Vampire Diaries: The Fury and The Reunion – L. J. Smith
Naturally, once I started reading the Vampire Diaries books, I knew I wouldn’t be able to stop until I’d read them all. This is book two, which confusingly contains two stories, which are The Fury and The Reunion. Please be aware this review will be full of spoilers… don’t say I didn’t warn you.

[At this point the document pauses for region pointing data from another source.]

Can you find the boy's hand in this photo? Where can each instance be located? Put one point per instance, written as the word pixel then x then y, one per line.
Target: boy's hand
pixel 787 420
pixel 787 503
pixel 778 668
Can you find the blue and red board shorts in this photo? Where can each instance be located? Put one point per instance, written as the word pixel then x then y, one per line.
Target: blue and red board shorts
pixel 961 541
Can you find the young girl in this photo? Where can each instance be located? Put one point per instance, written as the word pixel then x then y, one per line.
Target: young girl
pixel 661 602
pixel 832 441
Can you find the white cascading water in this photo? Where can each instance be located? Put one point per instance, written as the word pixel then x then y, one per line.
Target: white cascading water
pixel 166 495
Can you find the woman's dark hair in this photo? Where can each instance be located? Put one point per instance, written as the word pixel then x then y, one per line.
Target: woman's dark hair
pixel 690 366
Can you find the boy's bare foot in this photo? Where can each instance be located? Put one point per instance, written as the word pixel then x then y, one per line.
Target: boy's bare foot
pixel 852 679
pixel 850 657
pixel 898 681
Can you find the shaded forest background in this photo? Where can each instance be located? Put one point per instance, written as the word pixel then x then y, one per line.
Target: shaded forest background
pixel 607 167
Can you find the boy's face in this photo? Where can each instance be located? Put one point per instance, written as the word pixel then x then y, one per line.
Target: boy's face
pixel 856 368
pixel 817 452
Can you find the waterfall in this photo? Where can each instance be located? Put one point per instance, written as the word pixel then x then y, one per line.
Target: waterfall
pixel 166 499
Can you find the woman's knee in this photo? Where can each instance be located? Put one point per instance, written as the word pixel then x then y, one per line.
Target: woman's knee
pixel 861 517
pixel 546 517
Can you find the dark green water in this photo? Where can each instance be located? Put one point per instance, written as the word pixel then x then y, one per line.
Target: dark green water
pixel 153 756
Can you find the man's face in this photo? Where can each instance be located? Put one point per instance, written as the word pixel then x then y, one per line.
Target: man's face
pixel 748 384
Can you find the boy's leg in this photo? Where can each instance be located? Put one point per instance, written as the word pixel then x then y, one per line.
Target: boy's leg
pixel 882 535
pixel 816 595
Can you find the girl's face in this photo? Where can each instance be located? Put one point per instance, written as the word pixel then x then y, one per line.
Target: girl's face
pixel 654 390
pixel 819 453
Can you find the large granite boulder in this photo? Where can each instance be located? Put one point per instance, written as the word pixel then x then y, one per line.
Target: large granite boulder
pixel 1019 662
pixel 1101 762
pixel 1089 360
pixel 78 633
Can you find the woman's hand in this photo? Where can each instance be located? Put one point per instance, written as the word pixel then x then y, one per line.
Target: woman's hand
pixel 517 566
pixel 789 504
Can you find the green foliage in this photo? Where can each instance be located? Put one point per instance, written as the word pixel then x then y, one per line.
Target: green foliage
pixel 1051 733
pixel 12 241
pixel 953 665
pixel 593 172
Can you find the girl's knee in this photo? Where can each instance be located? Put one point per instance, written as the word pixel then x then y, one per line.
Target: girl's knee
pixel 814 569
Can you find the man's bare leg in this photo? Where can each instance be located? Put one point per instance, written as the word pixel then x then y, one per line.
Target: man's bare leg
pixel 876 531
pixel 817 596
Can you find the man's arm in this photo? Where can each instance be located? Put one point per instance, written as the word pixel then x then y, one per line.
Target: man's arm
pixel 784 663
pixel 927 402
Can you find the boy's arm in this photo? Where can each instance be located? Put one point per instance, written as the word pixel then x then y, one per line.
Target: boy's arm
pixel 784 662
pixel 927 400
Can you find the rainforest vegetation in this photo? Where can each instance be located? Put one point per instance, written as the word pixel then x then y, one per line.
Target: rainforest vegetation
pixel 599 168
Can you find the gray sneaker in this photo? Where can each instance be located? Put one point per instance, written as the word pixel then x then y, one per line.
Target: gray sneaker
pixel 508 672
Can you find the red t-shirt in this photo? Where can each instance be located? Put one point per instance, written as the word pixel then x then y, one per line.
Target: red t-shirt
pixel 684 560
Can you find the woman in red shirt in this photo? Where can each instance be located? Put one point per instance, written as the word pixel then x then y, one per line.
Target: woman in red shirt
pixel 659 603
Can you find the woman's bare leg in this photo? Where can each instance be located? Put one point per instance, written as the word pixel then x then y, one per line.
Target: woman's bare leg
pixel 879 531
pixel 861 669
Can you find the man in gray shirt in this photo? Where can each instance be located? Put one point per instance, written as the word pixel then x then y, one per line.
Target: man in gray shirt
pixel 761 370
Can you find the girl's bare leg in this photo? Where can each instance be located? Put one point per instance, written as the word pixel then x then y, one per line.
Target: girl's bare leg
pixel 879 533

The Fury: Having died at the end of the last book, Elena is undergoing the change. She had exchanged enough blood with Stefan – willingly – and even more with Damon – against her will, to enable her to become a vampire. Therefore the beginning of this story is taken up with everyone’s reaction to the change, and how Elena copes with her new status. However, Elena hasn’t got too long to think about things, as something bad is in Fell’s Church – the bad thing that killed Elena. And it’s not done killing. Elena, Stefan and Damon must ignore their differences and find out what – or who – is going on and do something about it before the whole town is destroyed. When they get to the bottom of the mystery, Elena is determined to save her hometown and puts herself in harm’s way – with devastating consequences.
The Reunion: Having died as a vampire, you could be forgiven for thinking that Elena was gone for good. But, no, it appears our girl can now communicate with her lover, Stefan, from the spirit world. And she’s helping Stefan, Damon and her friends to defeat yet more evil which is residing in Fell’s Church. There are lots of crazy things going on in this story – the oddest thing being that nobody seems to know, or question, why Elena is still able to communicate from beyond the grave. However, her “death” seems to have brought the vampire brothers closer together, much to spirit-Elena’s satisfaction. As the story climbs to its climax, the action is very exciting, but then the next twist in the tale arrives… Elena is back – again. And this time she’s not human or a vampire. She’s something else…
I have to say I wasn’t overly keen on this book. The first part wasn’t so bad, when Elena was a vampire. That was always inevitable. But the following section where she’s in the spirit world and comes back again just got a little silly. It was almost as if there were too many supernatural elements being crammed into one story, and even worse, one character. It’s an interesting stepping-stone to the next book, but I think the second half could have been cut altogether without detracting from the overall story.